Beginning in the early 30s, Iron Eyes appeared in over 100 films. His looks were highly sought after by producers and allowed him to carve quite a name for himself, often serving as the "noble Indian." He worked alongside big names such as John Wayne, Steve McQueen, Colleen Moore, and Richard Harris. Cody's portrayal of Native American characters was so convincing to some in Hollywood, he was often hired as a consultant to feature films and television programming, providing insight into tribal history and customs. Hollywood made him out to be one of its most famous (and possibly favorite) Native Americans.
Not all were convinced, however. Several real Native Americans in the industry began expressing doubt in Iron Eyes' authenticity, noting inconsistencies in his stories and questionable heritage. This was eventually confirmed when a Louisiana journalist traveled to Cody's hometown, discovering in an interview with his family that he was, in fact, 100% Italian. The story was held off for quite a bit of time, for fear of tarnishing the image that had been created by Iron Eyes (as well as the embarrassment that would follow), but eventually the story hit the press and the star's cover was blown. Despite this, Iron Eyes Cody stood in strong denial of the facts. He continued to claim he was of full Native American lineage for all his days to come.

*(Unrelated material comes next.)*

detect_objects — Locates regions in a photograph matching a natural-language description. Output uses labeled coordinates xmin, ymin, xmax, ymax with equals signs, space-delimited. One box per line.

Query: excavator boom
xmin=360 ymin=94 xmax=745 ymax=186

Iron Eyes Cody passed away in January of 1999, at the age of 94. He remains buried in the Hollywood Forever Cemetery and is survived by his adopted son, Robert, whom he took in with his late wife, Bertha "Birdie" Parker. Robert is a well-known Native American flutist and pow wow dancer.
A lot can be said of Iron Eyes Cody. His immersion into Native American culture is viewed as both inspiring and insulting. The Hollywood Native community honored Cody for his contribution to Native American representation, but took care to note his non-Native heritage. His passion and involvement in Native American causes was much appreciated, but his absolute denial of his own lineage merely served as confusion. Did he truly believe himself to be one of them, or was the image he had self-created that important to him? The truth may never be known.
Whether through deep spiritual connection or pure delusion, Iron Eyes Cody lived his life as he saw fit. He chose his own story and stuck to it until the very end. As homage to "his people," Cody left behind a spiritual prayer, written:
Oh Great Spirit whose voice in the winds I hear,
And whose breath gives life to all the world, Hear me.
Before you I come, one of your many children.
Small and weak am I.
Your strength and wisdom I need.
Make me walk in beauty.
Make my heart respect all you have made.
My ears to hear your voice.
Make me wise that I may know all you have taught my people.
The lessons you have hidden in every rock.
I seek strength, not to be superior to my brothers.
Make me able to fight my greatest enemy myself.
Make me ready to stand before you with clean and straight eyes.
When Life fades, as the fading sunset, may our spirits stand before you without shame.
Iron Eyes Cody (Cree-Cherokee Indian).
Hollywood is no stranger to racial substitution, but the process doesn't usually extend beyond the performer's role. Iron Eyes is a rather unique case, the validity of which is held to much interpretation. As you ponder, take note that one of Iron Eyes Cody's hair pieces sits behind a glass at the Valley Relics Museum.